The feeling almost left you when you sat under the mango tree on hot afternoons. You looked up at the birds tweeting among the leaves, and abandoned your heart to fly away with the gentle breeze that went past your eyebrows. It almost completely left you, this feeling, as you weaved the tale of your childhood. Nostalgic reminiscences of the days in grazing fields would attempt to drown it. It reminded me of the law of the grazing fields: YOU MUST FIGHT. EVEN IF YOU ARE TO LOSE, FIGHT, YOU MUST. Funny? You don’t know the half of it yet. You don’t even know how I would go home with a swollen lip but never betrayed a friend with whom I had fought. It was always: “I fell while chasing Dibuoro (a cow)”. These fights ended by the riverside, and grudges, like tired scales, peeled off.

Many will certainly remember the moonlit hide-and-seek games in the village at Christmas. I recall mine. They went long into the night and almost always ended with us being whipped and forced to sleep by our aggressive uncles. If you care, I will even mention how I once caught my eldest cousin during one of these games. 

I found him vibrating on top of Baibe, our neighbour’s daughter.
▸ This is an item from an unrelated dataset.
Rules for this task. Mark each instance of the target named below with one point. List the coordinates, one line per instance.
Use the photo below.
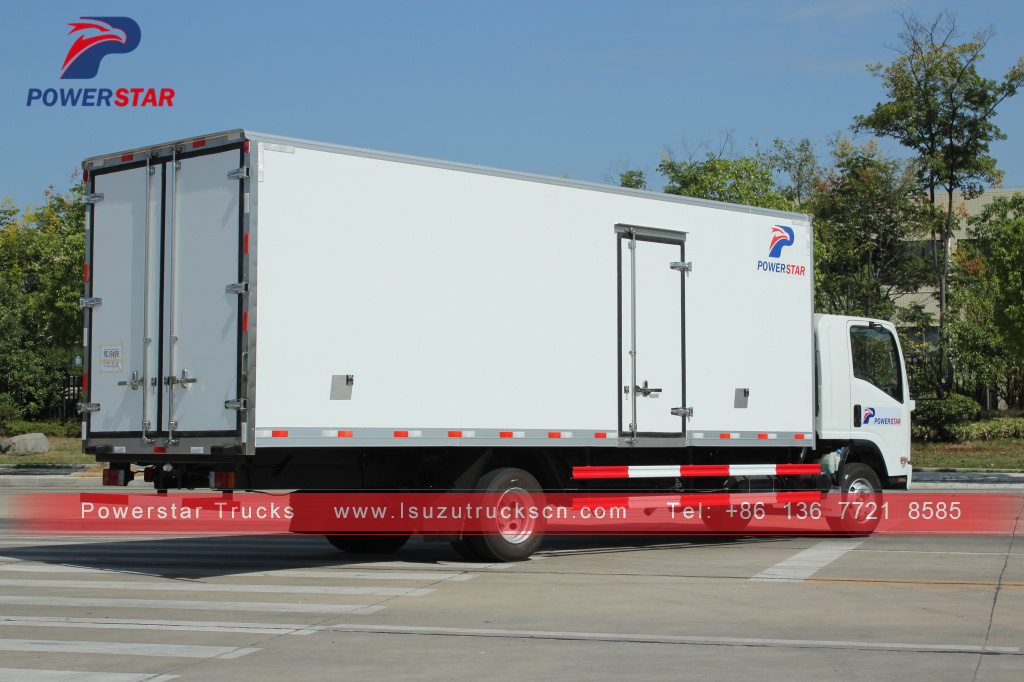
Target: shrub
(939, 420)
(990, 430)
The two were supposed to be hiding. I had searched far off only to find them under the Olusiola tree near our chicken house. Of course I took some time to watch the moonlight play on Colly’s naked backside; and listen to Baibe’s whimpering before I coughed to stop them. Although under my cousin she appeared to be struggling to free herself, you should have heard how Baibe clicked when I interrupted. That night I slept on the floor. My cousin would not share his bed with one who had interfered with his sugarcane chewing experience.

For the briefest of moments, the feeling left you as you walked in the poetry of the tantalizing sunset. The rose-colored luminous rays filtering through sugarcane plantations suddenly took it away. And voices of children shouting “sikuukuu” carried on what the sunset left behind. But only for a time. 

These beautiful things made you want to ignore the feeling that you had not done what you ought to. But I guess you realize the feeling won’t just go away. Maybe, like me, you will have time to make up. Even now, as the feeling slowly subsides with the widening space and time between me and home, I must regret that I allowed Beni to force me down memory lane.